町に出るには車でも何時間かかるし、車をもっていない住民が大半なので自転車や徒歩で移動するので半日程度かかる。もちろん電気や水道は通っていないので、ソーラーパネルやろうそくを使って明かりをとり、毎日近くの井戸やボーホールまで水を汲みにいかなければならない。学校や近隣ヘルスポストまで行くのも一苦労。

町から離れた村での人々の暮らしを目にするたび、どうしてこんなところで暮らしているんだろう…町での暮らしのほうが便利だし、学校や病院へのアクセスもいいし、物もたくさんあるのに…

そう思えてならなかった。

確かに人と人とのつながりは強いし、村という共同体のなかで暮らす彼らは幸せそうだし、人の幸福は物の豊かさや便利さとは切り離して考えなければいけないのかもしれない。でも保健従事者として彼らをみたとき、人的・物的・環境的に医療へのアクセスが途絶された環境で暮らす人々の健康をどう支援したらいいのかわからなくなるときがあった。

「どうして彼らは町に出て行こうとはしないのでしょうか..」
そうふいにつぶやいた。

「確かに、町は便利かもしれないけれど、就学年数が低い彼らが十分な現金収入を得るのは難しい。町は物的には豊かかもしれないけれど、そこで貧しい生活を送ることは彼らにとって幸せなことではないんだと思う。それよりも、村のなかで役割を得て暮らすほうが幸せを感じるんじゃないかな。ひとはだれかに認められることによって満足するからね。」
一緒に村を訪問していた人生の大先輩がこう言った。

マズローの欲求5段階説が頭に浮かんだ。
第1段階 生理的欲求
第2段階 安全欲求
第3段階 社会的欲求
第4段階 承認欲求
第5段階 自己実現欲求
第1~4段階までが、欠乏欲求とされている。

マズローの理論に重ねて村で暮らす彼らの生活を見てみると、欠乏欲求は1~4段階まで満たすことができているように思えた。
町では、現金収入がなければ食料が手に入らないし、人の流動がある社会では犯罪も起こりやすい。村を離れることによって、帰属する社会集団の喪失、村長やチーフ、結社のリーダーといった役割の喪失が起こる。
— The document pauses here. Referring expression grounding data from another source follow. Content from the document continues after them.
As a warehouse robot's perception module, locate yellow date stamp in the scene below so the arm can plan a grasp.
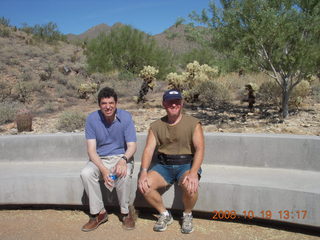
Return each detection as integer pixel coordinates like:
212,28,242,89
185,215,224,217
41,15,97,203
212,209,308,220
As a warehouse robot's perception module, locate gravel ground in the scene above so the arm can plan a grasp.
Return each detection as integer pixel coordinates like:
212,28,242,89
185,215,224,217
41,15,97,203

村で暮らす人々が幸せそうに見えるのは、足りないと不満足が生じるとされる欠乏欲求が満たされた環境で暮らしているからなのかもしれない。

でも、医療へのアクセスが確保された地域で暮らすよりも病気や死のリスクは高い。それでも人生を悲観したり、命をぞんざいに扱ったりする様子はない。

この村の調査研究をしている先生が呪いの話をしてくれた。
不可解なことや、悲惨なできごとが起こったとき彼らはその出来事を呪いとしてとらえる。
呪いを避けるための儀式や祭りなどの土着の文化がいまでも根強く残っている。


環境的にどうしようもない悲しいできごとが起こることも多いだろう。
干ばつで食料の確保が困難だったり、医療へのアクセスが悪いために命が救えなかったり、そんなとき様々な理不尽なできごとから彼らを救ってくれるのは土着の文化や習慣、思想なのかもしれない。

悲しいこと、悪いこと、それの原因を人間の力の及ばない現象としてとらえることで彼らはその出来事を受け入れ、暮らしを営み続けることができているように思う。

それなら必死になって健康とか医療とか推進しなくてもいいんじゃないかな、そう思えた。

悲しみを乗り越えるすべがあるのであれば、彼らの習慣や生活を変えてまで、指標的な健康にとらわれる必要はないのかもしれない。だから、平均寿命とか5歳未満死亡率、施設分娩率、周産期死亡率、そんな数字はどうでもよく思えた。

そう考えると、健康をひとの幸せの視点でとらえたとき、比較的町に近いけれどヘルスセンターまでの距離が遠い地域の人々のほうが苦しい状況にあるのかもしれない。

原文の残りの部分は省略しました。